On May 19, 2014, Prudential Investment Portfolios filed a lawsuit in the United States District Court for the District of New Jersey against Citigroup, Citibank, N.A., Citigroup Funding Inc. and Citigroup Global Markets Inc., as well as other USD LIBOR panel banks, seeking to recover losses as a result of purported LIBOR manipulation. Plaintiff asserts federal antitrust and RICO claims, as well as various common law claims. On June 11, 2014, this action was transferred to the United States District Court for the Southern District of New York for consolidation in the LIBOR MDL. Additional information concerning this action is publicly available under the docket number 1:14-cv-04189 (S.D.N.Y.) (Buchwald, J.).

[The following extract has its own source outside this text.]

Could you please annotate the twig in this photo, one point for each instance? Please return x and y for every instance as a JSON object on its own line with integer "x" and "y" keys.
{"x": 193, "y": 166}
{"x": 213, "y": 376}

Separately, on June 17, 2014, plaintiff in the putative class action LAYDON v. MIZUHO BANK LTD. ET AL. filed a motion for leave to amend the second amended complaint and a proposed third amended complaint. Additional information concerning this action is publicly available in court filings under the docket number 1:12-cv-3419 (S.D.N.Y.) (Daniels, J.).
On May 2, 2014, plaintiffs in the class action SULLIVAN v. BARCLAYS PLC, ET AL. filed a second amended complaint naming Citigroup and Citibank, N.A. as defendants. Plaintiffs claim to have suffered losses as a result of purported EURIBOR manipulation and assert claims under the Commodity Exchange Act, the Sherman Act and RICO, and for unjust enrichment. Additional information concerning this action is publicly available in court filings under the docket number 1:13-cv-2811 (S.D.N.Y.) (Castel, J.).

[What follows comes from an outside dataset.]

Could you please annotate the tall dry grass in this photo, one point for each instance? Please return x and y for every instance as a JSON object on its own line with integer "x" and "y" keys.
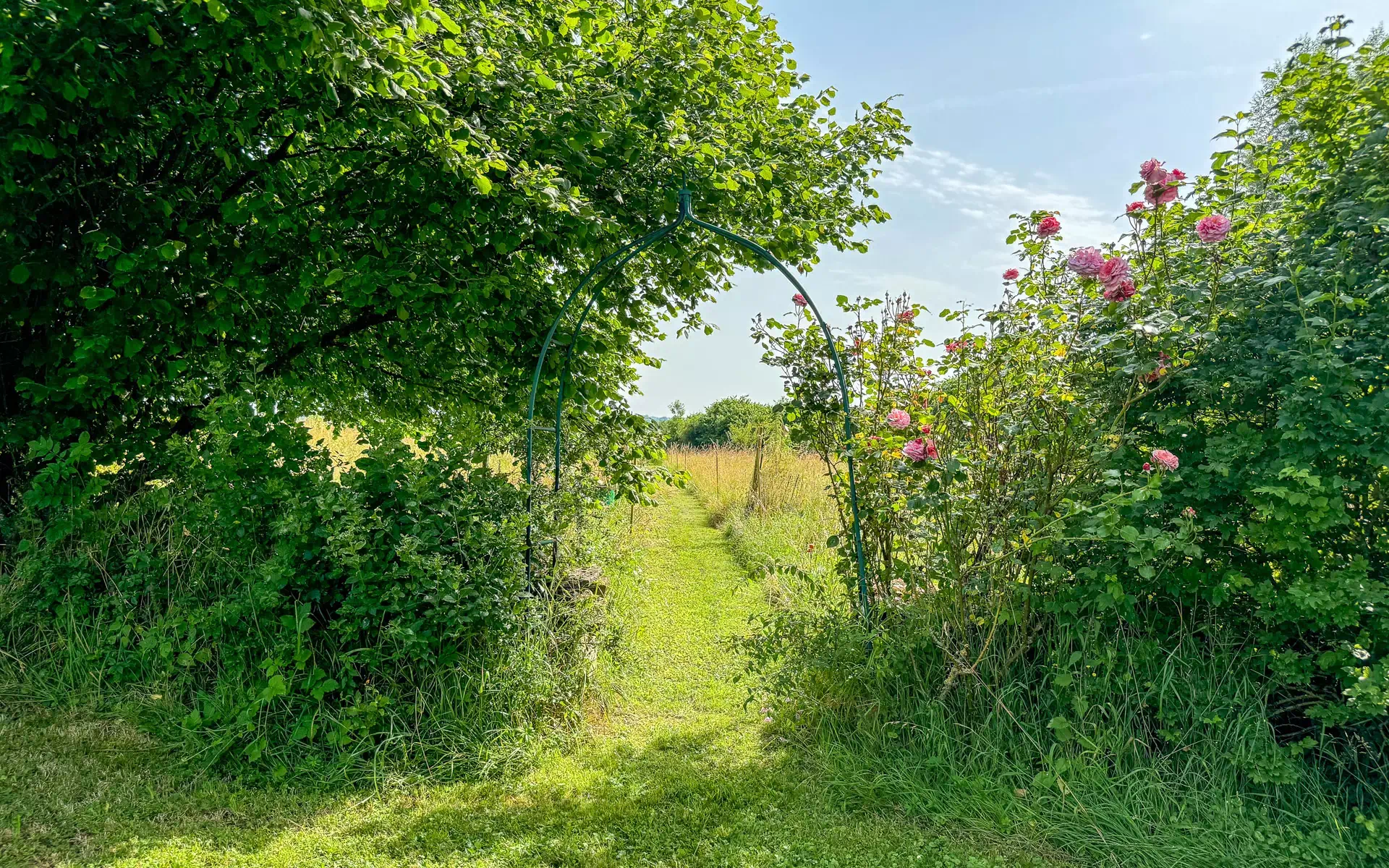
{"x": 780, "y": 528}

Interchange Fees Litigation
On July 18, 2014, the United States District Court for the Eastern District of New York denied defendants’, including Citigroup’s, motions to dismiss complaints filed by opt-out merchants in IN RE PAYMENT CARD INTERCHANGE FEE AND MERCHANT DISCOUNT ANTITRUST LITIGTATION. Two of the opt-out suits, 7-ELEVEN, INC., ET AL. v. VISA INC., ET AL. and SPEEDY STOP FOOD STORES, LLC, ET AL. v. VISA INC., ET AL. name Citigroup as a defendant. Additional information concerning these actions is publicly available in court filings under the docket numbers 05-md-1720 (E.D.N.Y.) (Gleeson, J.); 13-cv-4442 (S.D.N.Y.) (Hellerstein, J.), and 13-10-75377A (Tex. Dist. Ct.).

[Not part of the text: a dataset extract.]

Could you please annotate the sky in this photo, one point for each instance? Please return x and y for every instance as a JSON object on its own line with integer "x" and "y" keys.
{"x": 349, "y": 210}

Oceanografía Fraud and Related Matters
Derivative Actions and Related Proceedings: On April 28, 2014, Oklahoma Firefighters Pension & Retirement System filed a complaint in Delaware Chancery Court in OKLAHOMA FIREFIGHTERS PENSION & RETIREMENT SYSTEM v. CITIGROUP INC., seeking to inspect Citigroup’s books and records pursuant to 8 Del. C.§ 220, for the stated purpose of investigating possible mismanagement and breaches of fiduciary duty by the Citigroup Board of Directors and/or senior management in connection with various matters, including Citigroup’s February 28, 2014 announcement of a fraud discovered in connection with an extension of credit to Oceanografía S.A. de C.V. by Citigroup affiliate Banamex. On June 27, 2014, the Master in Chancery issued a draft report recommending that the court enter an order granting in part and denying in part plaintiff’s request for inspection.  On July 7, 2014, Citigroup filed a notice of exception to the Master’s draft report. Additional information concerning this action is publicly available in court filings under the docket number C.A. No. 9587-ML (Del. Ch.) (LeGrow, M.).

Settlement Payments
Payments required in settlement agreements described above have been made or are covered by existing litigation accruals.